Maître Boniface estime que les policiers n'ont pas respecté les articles 9 et 12 de la Déclaration des Droits de l'Homme et du Citoyen de 1789. L'article 9 stipule "tout homme étant présumé innocent jusqu'à ce qu'il ait été déclaré coupable, s'il est jugé indispensable de l'arrêter, toute rigueur qui ne serait pas nécessaire pour s'assurer de sa personne, doit être sévèrement réprimée par la Loi". Quant à l'article 12, il est écrit que " la garantie des droits de l'Homme et du Citoyen nécessite une force publique : cette force est donc instituée pour l'avantage de tous, et non pour l'utilité particulière de ceux auxquels elle est confiée". Ces principes n'ayant pas été respectés, selon l'avocat, il demande donc que "cet acte injustifié soit réparé", en invoquant l'article 15 de la Déclaration : "la Société a le droit de demander compte à tout Agent public de son administration".

Pour ce faire, il souhaite que la police soit dessaisie de l'enquête.

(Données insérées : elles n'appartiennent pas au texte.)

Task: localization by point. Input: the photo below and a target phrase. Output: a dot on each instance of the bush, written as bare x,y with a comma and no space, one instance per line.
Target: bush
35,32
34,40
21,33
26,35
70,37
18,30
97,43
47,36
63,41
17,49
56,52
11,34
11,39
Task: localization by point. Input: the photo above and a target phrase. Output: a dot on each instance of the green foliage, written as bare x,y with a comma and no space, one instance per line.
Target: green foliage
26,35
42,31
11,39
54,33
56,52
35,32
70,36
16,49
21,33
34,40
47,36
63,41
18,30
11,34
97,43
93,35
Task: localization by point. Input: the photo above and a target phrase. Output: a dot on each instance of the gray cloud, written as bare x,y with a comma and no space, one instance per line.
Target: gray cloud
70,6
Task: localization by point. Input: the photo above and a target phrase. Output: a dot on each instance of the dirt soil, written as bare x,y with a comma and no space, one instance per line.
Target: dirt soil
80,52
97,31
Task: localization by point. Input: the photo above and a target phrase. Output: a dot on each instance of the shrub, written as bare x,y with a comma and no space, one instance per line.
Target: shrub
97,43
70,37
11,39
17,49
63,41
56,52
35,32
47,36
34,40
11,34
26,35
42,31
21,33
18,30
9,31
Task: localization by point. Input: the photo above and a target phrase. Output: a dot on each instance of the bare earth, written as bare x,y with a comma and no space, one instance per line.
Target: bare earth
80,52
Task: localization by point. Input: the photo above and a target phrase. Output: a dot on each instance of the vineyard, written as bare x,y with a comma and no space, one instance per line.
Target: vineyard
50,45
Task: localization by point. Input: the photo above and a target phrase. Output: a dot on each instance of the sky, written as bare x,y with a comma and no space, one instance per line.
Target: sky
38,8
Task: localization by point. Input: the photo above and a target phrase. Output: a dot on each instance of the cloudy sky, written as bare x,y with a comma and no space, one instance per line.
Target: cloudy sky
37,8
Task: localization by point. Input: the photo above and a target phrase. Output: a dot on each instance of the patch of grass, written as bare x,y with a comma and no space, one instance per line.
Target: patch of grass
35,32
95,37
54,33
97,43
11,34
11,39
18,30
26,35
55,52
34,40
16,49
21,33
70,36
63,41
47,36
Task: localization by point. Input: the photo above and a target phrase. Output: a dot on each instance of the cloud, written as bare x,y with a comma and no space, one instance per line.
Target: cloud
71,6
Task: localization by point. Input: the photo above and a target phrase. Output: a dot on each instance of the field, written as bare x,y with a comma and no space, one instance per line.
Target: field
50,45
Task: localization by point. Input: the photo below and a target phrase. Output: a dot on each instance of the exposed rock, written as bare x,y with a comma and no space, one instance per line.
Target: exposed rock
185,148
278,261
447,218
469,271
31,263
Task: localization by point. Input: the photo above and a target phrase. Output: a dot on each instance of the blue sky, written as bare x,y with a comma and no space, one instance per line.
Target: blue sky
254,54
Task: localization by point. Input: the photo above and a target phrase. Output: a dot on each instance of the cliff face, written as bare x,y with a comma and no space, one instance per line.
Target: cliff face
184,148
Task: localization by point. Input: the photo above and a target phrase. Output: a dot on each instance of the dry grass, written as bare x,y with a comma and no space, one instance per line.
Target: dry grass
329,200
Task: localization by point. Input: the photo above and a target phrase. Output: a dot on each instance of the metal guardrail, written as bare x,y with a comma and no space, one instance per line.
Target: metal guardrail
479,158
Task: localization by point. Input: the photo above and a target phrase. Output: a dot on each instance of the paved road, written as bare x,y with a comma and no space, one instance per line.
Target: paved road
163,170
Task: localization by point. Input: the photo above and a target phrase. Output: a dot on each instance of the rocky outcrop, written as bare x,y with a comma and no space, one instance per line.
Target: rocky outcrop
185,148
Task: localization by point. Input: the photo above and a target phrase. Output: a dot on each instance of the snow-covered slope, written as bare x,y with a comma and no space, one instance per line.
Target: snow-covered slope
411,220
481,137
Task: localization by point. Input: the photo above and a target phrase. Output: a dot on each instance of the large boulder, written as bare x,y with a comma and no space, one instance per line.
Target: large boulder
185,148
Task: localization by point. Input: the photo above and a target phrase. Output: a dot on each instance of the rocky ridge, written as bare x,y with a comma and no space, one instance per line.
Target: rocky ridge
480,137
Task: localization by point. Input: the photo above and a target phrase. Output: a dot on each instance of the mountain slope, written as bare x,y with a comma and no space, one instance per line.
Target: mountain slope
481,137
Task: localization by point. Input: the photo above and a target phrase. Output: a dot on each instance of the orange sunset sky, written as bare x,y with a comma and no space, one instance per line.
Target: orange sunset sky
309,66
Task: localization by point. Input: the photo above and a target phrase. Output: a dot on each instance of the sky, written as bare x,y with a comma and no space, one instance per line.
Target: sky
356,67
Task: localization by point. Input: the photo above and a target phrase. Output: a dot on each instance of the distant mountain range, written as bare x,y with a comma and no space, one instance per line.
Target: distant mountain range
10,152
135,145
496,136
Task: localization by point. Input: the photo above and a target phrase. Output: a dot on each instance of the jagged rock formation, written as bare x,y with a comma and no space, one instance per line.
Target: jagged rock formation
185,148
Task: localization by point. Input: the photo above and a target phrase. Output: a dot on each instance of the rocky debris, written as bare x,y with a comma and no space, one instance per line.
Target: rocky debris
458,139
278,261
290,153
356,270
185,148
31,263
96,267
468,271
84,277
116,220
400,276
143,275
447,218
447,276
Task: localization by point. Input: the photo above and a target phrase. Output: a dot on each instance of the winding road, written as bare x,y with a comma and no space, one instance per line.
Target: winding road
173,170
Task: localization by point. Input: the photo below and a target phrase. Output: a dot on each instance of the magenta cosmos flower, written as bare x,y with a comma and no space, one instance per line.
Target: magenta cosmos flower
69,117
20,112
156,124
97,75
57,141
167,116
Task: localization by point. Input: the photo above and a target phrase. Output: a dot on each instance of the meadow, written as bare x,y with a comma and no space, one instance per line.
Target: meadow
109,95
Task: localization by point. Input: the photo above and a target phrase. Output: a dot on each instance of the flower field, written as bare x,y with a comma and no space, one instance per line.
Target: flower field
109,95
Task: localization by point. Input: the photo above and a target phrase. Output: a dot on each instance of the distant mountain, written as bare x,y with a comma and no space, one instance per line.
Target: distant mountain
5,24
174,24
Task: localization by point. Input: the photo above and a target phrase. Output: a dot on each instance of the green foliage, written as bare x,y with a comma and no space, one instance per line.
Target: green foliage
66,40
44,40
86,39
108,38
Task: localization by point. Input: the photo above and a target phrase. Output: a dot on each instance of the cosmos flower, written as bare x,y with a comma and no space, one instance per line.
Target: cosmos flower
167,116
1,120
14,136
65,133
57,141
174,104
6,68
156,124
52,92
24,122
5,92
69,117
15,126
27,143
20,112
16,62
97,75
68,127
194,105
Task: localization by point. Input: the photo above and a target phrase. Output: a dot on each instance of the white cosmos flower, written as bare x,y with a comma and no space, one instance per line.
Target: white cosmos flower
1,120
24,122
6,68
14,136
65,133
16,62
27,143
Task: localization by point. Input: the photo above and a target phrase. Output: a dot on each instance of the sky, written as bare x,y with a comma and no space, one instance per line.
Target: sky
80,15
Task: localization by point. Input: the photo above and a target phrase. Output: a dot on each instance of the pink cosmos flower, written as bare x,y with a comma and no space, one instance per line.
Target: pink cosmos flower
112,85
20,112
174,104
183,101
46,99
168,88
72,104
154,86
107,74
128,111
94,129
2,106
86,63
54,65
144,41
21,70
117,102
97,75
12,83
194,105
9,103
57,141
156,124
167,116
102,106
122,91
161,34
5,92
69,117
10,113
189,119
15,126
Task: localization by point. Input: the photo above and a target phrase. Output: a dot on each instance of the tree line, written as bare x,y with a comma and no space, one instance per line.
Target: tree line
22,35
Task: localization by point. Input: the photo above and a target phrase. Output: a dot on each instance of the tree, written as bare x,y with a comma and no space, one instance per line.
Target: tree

Plusieurs raisons à cela. D'une part, "elle est partie prenante dans l'affaire. Elle ne peut pas être impartiale", juge Maître Rémy Boniface. D'autre part, il estime que la version donnée par la police "véhicule beaucoup de mensonges". Enfin, l'avocat a signalé que "certaines personnes ont fait l'objet de pressions pour qu'elles ne témoignent pas". Une demande pour que la police soit dessaisie de l'enquête sera déposée ce mercredi après-midi auprès du Procureur de la République. "C'est à cette condition que nous porterons plainte", précise l'avocat.

Par ailleurs, Maître Boniface a appelé les Réunionnais "à ne pas stigmatiser un corps ou une institution. Il y a des policiers très dévoués, très courageux. Seul un petit nombre se prennent pour des cow boys". Interrogé sur l'écho qu'aurait eu cette affaire si la personne interpellée n'était pas le fils de Nassimah Dindar, l'avocat répond : "Je ne sais pas si cela aurait eu un tel écho. Et ça m'attriste qu'une personne anonyme fasse l'objet de violences sans que personne ne réagisse. Cette affaire permet de donner un exemple de ce qui ne doit plus jamais se reproduire", termine t-il.